L’intérêt, qui est le prix de l’impatience, sert de toute façon un rôle utile en priorisant les besoins et les projets collectifs comme individuels au vu de nos ressources réelles disponibles, lesquelles ne sont pas infinies. 

L’intérêt ne disparaîtra pas d’une Nouvelle Société.  Sur un marché des capitaux où l’État n’emprunte plus, cependant, mais peut au contraire intervenir à tout moment pour jouer le rôle de prêteur, le taux d’intérêt sera à la baisse, ce qui est bien le but de l’opération.

Quel sera le taux d’intérêt de base ? En introduisant une inflation programmée et en cessant simultanément d’agir comme emprunteur de dernier ressort pour le capital en créant la dette publique, l’État fait chuter dramatiquement le taux de base calculé en monnaie constante. En accordant un crédit gratuit à la concommation selon les besoins de l’économie, il exacerbe encore cet effet.

Hormis le cas du prodigue compulsif – lequel sera vite mis sous curatelle – seul l’investisseur cherchera des fonds. Les emprunter sera l’une de ses options, l’autre étant de chercher un partenaire.   Le détenteur du capital qui voudra le prêter au lieu de l’investir devra sans doute se contenter de peu.

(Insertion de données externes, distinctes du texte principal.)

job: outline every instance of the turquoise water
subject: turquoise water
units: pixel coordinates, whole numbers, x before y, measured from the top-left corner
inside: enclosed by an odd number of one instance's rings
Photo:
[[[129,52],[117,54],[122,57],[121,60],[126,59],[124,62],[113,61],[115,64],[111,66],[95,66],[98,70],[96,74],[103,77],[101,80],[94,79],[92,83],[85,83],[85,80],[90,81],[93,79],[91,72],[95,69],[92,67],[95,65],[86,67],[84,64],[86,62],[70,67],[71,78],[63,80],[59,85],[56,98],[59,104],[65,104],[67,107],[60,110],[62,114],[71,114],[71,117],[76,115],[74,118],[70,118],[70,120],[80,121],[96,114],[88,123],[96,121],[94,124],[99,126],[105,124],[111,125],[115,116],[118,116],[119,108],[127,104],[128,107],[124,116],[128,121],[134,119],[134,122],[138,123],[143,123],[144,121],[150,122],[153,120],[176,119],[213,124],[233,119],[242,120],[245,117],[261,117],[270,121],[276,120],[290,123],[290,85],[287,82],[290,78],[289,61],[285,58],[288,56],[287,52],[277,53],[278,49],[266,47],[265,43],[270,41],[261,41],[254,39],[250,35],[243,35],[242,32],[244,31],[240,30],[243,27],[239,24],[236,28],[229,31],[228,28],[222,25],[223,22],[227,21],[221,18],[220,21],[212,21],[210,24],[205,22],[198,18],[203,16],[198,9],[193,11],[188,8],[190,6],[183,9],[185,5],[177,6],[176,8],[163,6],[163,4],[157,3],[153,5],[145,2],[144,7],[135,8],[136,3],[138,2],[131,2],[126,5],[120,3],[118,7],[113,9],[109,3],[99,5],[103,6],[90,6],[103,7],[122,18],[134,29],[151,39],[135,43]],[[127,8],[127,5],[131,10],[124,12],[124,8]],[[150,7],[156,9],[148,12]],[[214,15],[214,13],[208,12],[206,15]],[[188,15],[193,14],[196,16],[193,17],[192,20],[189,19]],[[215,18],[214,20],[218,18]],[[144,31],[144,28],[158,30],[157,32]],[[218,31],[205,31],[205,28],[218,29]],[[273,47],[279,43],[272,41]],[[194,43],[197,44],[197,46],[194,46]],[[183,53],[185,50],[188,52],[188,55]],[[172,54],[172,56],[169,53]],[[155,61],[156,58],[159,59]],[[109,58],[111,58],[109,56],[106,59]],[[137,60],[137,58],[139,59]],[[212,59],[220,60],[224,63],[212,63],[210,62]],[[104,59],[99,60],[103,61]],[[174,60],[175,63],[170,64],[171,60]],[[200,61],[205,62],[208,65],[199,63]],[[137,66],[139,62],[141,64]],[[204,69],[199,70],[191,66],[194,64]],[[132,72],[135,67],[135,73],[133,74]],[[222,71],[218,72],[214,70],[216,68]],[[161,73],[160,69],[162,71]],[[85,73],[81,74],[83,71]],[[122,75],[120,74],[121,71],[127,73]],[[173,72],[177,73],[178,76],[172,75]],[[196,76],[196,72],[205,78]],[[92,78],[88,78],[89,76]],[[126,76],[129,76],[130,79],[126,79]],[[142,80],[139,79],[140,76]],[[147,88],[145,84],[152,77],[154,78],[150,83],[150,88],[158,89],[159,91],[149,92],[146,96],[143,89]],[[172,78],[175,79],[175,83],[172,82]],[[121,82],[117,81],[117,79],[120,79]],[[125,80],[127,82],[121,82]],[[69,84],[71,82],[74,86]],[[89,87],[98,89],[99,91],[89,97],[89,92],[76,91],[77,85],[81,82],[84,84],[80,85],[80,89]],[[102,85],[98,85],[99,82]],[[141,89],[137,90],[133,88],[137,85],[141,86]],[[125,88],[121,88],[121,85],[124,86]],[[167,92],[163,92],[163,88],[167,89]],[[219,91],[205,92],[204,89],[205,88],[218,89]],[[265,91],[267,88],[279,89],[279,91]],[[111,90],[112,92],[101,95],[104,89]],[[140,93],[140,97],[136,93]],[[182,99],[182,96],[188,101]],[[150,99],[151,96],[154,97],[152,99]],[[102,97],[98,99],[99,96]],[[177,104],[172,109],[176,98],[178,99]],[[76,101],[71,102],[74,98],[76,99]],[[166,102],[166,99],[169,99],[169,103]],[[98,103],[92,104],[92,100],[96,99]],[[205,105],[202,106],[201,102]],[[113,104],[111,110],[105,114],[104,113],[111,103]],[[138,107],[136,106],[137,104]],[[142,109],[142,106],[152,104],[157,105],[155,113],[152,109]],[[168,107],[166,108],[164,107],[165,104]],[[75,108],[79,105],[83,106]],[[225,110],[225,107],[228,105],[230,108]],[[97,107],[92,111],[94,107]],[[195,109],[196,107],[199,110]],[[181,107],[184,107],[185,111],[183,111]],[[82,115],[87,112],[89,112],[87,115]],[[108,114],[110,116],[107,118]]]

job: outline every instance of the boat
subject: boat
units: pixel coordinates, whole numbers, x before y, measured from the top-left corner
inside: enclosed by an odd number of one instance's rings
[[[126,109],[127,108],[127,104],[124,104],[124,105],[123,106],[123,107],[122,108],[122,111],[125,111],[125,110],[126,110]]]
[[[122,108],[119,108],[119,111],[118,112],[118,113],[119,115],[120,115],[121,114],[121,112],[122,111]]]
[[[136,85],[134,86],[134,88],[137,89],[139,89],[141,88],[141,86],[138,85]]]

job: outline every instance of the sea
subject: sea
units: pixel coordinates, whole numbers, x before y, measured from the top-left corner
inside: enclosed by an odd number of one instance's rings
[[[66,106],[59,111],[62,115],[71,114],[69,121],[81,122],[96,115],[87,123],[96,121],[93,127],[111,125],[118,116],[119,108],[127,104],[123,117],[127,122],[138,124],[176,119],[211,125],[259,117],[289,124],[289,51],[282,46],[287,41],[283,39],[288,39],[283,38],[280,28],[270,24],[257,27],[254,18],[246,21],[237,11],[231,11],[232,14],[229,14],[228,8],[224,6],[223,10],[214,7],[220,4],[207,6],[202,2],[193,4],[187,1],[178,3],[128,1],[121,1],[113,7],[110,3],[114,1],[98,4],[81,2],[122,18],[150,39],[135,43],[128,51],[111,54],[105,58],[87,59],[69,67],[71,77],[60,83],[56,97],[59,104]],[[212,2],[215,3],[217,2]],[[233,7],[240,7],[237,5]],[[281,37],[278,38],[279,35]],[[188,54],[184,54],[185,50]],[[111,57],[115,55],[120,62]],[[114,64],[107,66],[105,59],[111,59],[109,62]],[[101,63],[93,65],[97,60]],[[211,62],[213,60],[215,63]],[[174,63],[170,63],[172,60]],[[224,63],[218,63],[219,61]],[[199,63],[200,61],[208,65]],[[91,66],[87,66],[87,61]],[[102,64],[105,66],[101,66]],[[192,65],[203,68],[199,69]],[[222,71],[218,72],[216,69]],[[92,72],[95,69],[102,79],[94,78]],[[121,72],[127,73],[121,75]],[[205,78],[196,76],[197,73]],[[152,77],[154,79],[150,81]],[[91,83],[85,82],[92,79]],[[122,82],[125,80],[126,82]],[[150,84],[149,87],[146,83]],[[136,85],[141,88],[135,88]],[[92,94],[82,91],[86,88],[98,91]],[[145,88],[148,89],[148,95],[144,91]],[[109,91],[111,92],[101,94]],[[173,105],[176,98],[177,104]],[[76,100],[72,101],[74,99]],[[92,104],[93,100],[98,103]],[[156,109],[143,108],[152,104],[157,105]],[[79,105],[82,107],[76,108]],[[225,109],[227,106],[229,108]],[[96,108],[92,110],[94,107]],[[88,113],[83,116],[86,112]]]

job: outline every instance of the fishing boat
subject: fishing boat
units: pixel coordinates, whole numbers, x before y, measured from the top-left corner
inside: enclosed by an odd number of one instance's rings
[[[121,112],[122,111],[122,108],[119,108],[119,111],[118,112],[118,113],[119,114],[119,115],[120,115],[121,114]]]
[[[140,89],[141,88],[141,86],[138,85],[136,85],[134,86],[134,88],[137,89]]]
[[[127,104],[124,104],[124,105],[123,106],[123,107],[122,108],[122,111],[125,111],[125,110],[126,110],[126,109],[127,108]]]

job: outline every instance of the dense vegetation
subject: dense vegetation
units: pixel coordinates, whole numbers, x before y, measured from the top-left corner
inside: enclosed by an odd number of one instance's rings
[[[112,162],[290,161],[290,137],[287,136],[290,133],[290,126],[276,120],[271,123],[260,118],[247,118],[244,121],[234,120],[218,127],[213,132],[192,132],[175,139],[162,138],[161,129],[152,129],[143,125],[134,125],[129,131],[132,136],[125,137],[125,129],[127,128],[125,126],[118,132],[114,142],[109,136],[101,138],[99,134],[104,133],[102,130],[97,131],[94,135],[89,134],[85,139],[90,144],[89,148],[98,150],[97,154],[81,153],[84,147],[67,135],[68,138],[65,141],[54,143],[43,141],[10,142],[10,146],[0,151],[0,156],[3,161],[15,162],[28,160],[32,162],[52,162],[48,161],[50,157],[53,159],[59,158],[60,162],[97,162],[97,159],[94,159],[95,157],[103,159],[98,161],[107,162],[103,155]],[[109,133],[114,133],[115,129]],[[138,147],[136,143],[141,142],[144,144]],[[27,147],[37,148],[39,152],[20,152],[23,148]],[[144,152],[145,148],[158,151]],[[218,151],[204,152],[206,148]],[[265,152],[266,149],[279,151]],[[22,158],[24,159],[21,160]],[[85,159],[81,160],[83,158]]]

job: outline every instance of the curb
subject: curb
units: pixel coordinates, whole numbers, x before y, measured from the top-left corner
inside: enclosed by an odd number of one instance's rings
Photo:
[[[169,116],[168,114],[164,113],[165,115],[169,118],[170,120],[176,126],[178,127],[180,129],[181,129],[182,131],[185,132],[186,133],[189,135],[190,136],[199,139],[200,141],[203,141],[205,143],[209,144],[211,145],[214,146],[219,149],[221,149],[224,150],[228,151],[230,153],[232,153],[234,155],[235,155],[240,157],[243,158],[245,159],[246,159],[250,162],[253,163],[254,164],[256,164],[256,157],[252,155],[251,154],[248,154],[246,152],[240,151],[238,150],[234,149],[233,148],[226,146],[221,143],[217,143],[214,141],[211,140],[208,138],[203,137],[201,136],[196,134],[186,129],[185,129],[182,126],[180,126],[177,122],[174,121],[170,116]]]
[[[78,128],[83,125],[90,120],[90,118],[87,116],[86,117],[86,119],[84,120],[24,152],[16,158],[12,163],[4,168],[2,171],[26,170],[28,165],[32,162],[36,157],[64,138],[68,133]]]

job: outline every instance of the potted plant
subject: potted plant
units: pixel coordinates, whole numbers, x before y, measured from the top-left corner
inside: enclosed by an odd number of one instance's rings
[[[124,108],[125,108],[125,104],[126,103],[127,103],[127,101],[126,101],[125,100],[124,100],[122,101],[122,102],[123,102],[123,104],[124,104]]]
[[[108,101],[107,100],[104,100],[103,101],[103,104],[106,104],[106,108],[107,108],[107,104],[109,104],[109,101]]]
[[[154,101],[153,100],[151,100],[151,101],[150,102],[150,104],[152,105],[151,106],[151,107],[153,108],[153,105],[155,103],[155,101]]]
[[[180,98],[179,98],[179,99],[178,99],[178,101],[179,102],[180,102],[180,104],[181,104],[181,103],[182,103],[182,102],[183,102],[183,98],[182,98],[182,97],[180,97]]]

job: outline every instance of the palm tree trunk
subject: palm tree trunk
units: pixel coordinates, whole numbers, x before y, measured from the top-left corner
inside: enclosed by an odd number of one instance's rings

Selon l’évaluation du risque et l’inflation réelle, les taux d’intérêt en monnaie courante seront ce que le marché en décidera, mais il est clair que, sinon dans la majorité des cas du moins en moyenne, ils seront négatifs en monnaie constante. Le capital “qui ne court pas de risques” ne fructifiera pas comme aujourd’hui, mais diminuera en valeur au lieu d’augmenter. La réalité n’en étant pas affectée, la valeur des choses et leur valeur monétaire convergeront et l’écart entre eux sera résorbé PROGRESSIVEMENT, mois après mois, de ce taux d’intérêt négatif moyen qui pourra varier selon la hâte que mettront  les détenteur de monnaie à s’en départir.

Le résultat est une déflation déguisée en inflation et qui ne frappe que les possédants, car l’inflation à laquelle doit faire face celui qui n’est que consommateur et n’a pas de placements financiers  est un paramètre connu contre lequel il peut être prémuni par une politique des revenus qui en tienne compte.

Le résultat, c’est de nous faire parcourir en sens inverse le chemin financier que nous suivons depuis la fin de étalon-or.  Remonter la pente douce sur laquelle nous glissons avant d’atteindre le bord du gouffre … ou grimper ensuite la falaise abrupte si on n’a pu éviter d’y choir.